For early‑stage projects, a well‑tuned NVMe VPS with a single‑node or small cluster can take you surprisingly far. As your catalog, traffic and feature set expand, moving to multi‑node clusters, dedicated servers or colocation inside our data centers lets you keep latency low and availability high, without rewriting your application or search logic.

At dchost.com, we work with teams running everything from lean MVP marketplaces to high‑traffic, multi‑country platforms. If you are planning a new search deployment or struggling with an existing one, we can help you choose the right combination of VPS, dedicated servers or colocation, and design a search topology that fits both your current needs and your growth roadmap. Reach out to our team, share your catalog size, traffic profile and business goals, and we will help you turn search into one of the strongest assets of your marketplace instead of a constant bottleneck.

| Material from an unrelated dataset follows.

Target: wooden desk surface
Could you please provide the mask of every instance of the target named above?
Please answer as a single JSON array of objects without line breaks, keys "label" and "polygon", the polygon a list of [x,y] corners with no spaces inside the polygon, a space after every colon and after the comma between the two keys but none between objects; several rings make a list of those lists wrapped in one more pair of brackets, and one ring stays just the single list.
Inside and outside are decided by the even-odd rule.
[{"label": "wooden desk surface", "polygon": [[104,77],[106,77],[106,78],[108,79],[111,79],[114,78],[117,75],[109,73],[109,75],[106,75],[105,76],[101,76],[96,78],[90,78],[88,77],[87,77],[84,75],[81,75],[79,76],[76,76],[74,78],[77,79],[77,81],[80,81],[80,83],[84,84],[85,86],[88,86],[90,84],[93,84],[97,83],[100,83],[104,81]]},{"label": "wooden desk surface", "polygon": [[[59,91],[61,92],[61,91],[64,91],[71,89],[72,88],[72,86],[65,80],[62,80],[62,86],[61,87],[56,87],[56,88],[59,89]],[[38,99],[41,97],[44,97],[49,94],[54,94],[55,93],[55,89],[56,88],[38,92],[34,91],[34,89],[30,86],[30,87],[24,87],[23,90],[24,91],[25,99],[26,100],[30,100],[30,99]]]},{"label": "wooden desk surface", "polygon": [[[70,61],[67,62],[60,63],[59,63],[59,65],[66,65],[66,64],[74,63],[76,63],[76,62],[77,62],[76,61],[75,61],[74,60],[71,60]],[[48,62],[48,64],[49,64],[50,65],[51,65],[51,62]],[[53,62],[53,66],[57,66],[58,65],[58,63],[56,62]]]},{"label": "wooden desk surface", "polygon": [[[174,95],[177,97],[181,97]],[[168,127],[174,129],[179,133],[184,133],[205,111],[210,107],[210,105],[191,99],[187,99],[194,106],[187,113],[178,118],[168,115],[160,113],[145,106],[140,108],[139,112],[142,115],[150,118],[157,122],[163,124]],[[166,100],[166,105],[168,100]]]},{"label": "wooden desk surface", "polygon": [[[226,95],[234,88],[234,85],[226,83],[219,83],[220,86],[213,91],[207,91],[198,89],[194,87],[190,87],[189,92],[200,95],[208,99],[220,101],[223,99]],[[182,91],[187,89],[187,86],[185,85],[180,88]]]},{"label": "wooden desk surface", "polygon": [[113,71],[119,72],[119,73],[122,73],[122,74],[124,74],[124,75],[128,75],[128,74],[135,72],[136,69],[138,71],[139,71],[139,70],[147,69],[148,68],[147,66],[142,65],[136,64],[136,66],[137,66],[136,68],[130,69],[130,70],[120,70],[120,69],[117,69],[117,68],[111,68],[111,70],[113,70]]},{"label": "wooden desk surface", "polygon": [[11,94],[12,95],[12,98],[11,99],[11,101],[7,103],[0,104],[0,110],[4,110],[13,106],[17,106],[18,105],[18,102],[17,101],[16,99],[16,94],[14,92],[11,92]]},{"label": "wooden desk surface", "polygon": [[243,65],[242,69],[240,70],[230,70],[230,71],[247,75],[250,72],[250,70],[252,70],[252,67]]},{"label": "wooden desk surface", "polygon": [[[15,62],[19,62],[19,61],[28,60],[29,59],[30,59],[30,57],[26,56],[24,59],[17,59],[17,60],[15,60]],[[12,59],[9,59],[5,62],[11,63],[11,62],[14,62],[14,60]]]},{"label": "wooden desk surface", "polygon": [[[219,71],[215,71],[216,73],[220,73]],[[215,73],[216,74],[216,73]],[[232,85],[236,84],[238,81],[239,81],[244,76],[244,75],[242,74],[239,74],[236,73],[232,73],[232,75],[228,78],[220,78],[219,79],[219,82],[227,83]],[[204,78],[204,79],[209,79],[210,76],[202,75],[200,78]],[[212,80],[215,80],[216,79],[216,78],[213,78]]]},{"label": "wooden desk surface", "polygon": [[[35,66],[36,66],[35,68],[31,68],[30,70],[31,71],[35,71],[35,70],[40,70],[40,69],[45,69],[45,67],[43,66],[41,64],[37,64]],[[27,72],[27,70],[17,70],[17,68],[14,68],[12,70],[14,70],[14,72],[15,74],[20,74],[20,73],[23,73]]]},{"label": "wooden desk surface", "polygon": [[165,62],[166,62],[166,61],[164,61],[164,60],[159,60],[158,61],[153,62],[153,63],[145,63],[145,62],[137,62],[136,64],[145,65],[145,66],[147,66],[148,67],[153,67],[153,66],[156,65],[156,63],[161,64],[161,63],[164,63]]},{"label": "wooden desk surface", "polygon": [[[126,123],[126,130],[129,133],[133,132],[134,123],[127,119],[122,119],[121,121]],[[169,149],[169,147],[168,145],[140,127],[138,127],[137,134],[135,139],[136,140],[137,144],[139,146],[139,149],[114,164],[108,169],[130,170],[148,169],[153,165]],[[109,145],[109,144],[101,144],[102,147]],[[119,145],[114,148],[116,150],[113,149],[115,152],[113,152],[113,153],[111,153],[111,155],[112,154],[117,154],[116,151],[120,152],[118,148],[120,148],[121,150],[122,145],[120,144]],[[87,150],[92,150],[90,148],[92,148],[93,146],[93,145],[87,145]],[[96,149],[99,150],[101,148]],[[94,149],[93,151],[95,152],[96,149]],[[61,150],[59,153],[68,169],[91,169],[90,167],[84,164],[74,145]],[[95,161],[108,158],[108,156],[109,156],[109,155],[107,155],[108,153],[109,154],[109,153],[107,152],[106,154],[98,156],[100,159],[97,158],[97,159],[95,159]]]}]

Frequently Asked Questions

For serious catalog and marketplace search, plan for at least 16 GB RAM and 4 vCPU per node, even at smaller scales. A common pattern for growing sites is 3 nodes with 8 vCPU and 32 GB RAM each, backed by NVMe storage. You allocate roughly half of the RAM to the JVM heap and leave the rest to the OS page cache for Lucene segments. If your index is very large or your queries use heavy aggregations and nested filters, 16–32 vCPU and 64–128 GB RAM per node on VPS or dedicated servers is much more realistic. Always validate with load tests before finalizing specs.

You can co‑locate search with your application and database on a single VPS at the very beginning, but it does not scale well. Search is CPU‑ and RAM‑intensive, and spikes in search traffic can slow down checkouts, APIs or admin panels. As soon as you have steady traffic and a non‑trivial catalog, it is best to move search to its own VPS or servers. That lets you tune the OS and JVM specifically for search, scale it independently, and avoid resource contention with PHP/Laravel/Node.js processes or your main database.

You should start thinking about a multi‑node search cluster once any of the following is true: your catalog is in the hundreds of thousands of products, your index size exceeds a few tens of GB, peak search traffic passes roughly 20–30 queries per second, or you cannot tolerate downtime if a single node fails. A 2–3 node cluster on NVMe‑backed VPS at dchost.com is often a good first step. It gives you high availability (with replicas), safer maintenance windows, and room to scale horizontally by adding more nodes as traffic grows.

Elasticsearch/OpenSearch are very sensitive to IO latency and throughput, so traditional spinning HDDs are rarely a good idea for production search. SSDs are a big improvement, but NVMe drives usually offer much lower latency and higher IOPS, which directly improves indexing speed, segment merges and query performance. For large catalogs and marketplaces, NVMe‑backed VPS or dedicated servers deliver a noticeably smoother search experience, especially under load. If you need offsite backups or snapshots, combine fast local NVMe with external object storage for resilience and retention.

The recommended approach is to use Elasticsearch/OpenSearch snapshots. You configure a snapshot repository that points to external storage (usually S3‑compatible object storage) and schedule automatic snapshots (for example, hourly incrementals and daily fulls). Snapshots are incremental at the segment level, so they are storage‑efficient. Just as important as taking backups is testing restore procedures: regularly restore snapshots to a staging cluster, verify that indices are healthy, and confirm that your application works with restored data. This gives you confidence that you can recover quickly from corruption, human error or accidental index deletions.